The sociology student says the majority of the work Elsevier and others publish is done by third parties. He notes that with few exceptions, this work is not done by Elsevier but by the academic institutions which provide the journal content, which Elsevier packages and then sells back to universities.
“The best argument I’ve seen on behalf of Elsevier is when people say they’re plugged into all these libraries and distributing content.” He adds, “It’s one of those things we’re trying to supercede.”
Cody says Elsevier’s publications keep academics aware of what’s going on in their fields and aren’t duplicating research, but “you don’t expect to break the bank to buy that knowledge back.”
Cody says that organizations, like the publisher Public Library of Science, or PLoS, is on the right track, because everything it publishes is free. Unlike PLoS, which charges a publication fee, Scholastica charges researchers to have their work reviewed. It also provides the software that will allow journals to push their content into university systems and will take a percentage of any revenue journals receive from this distribution.

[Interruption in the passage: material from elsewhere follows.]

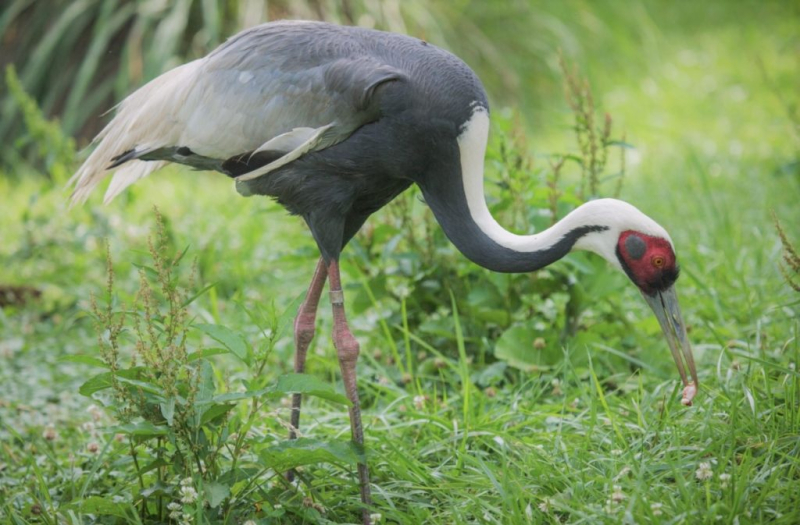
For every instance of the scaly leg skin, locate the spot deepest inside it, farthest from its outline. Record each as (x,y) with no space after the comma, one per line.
(303,334)
(347,350)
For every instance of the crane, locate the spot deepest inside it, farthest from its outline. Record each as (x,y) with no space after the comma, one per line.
(334,122)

In the face of this backlash, publishers are not without their supporters. The New England Journal of Medicine’s editor-in-chief, Jeffrey Drazen, wrote in a January 22 piece in The New York Times that there is “important value added by our staff editors, statisticians and graphic designers, among others.”
The editor-in-chief and the treasurer-publisher of the American Physical Society were also published that same day, and agreed, writing, “The management of the peer review process for our 10 large journals requires 50 full-time professional editors with a PhD in physics, and they must be compensated.”
Cody dismisses these arguments, saying that journals themselves are self-sufficient, with copy-editing and design staff. “Every journal is able to set up the look and feel of the graphics they want and export to a pdf. Thirty years ago that was a serious value-added. That value is rapidly [dwindling] down to zero.”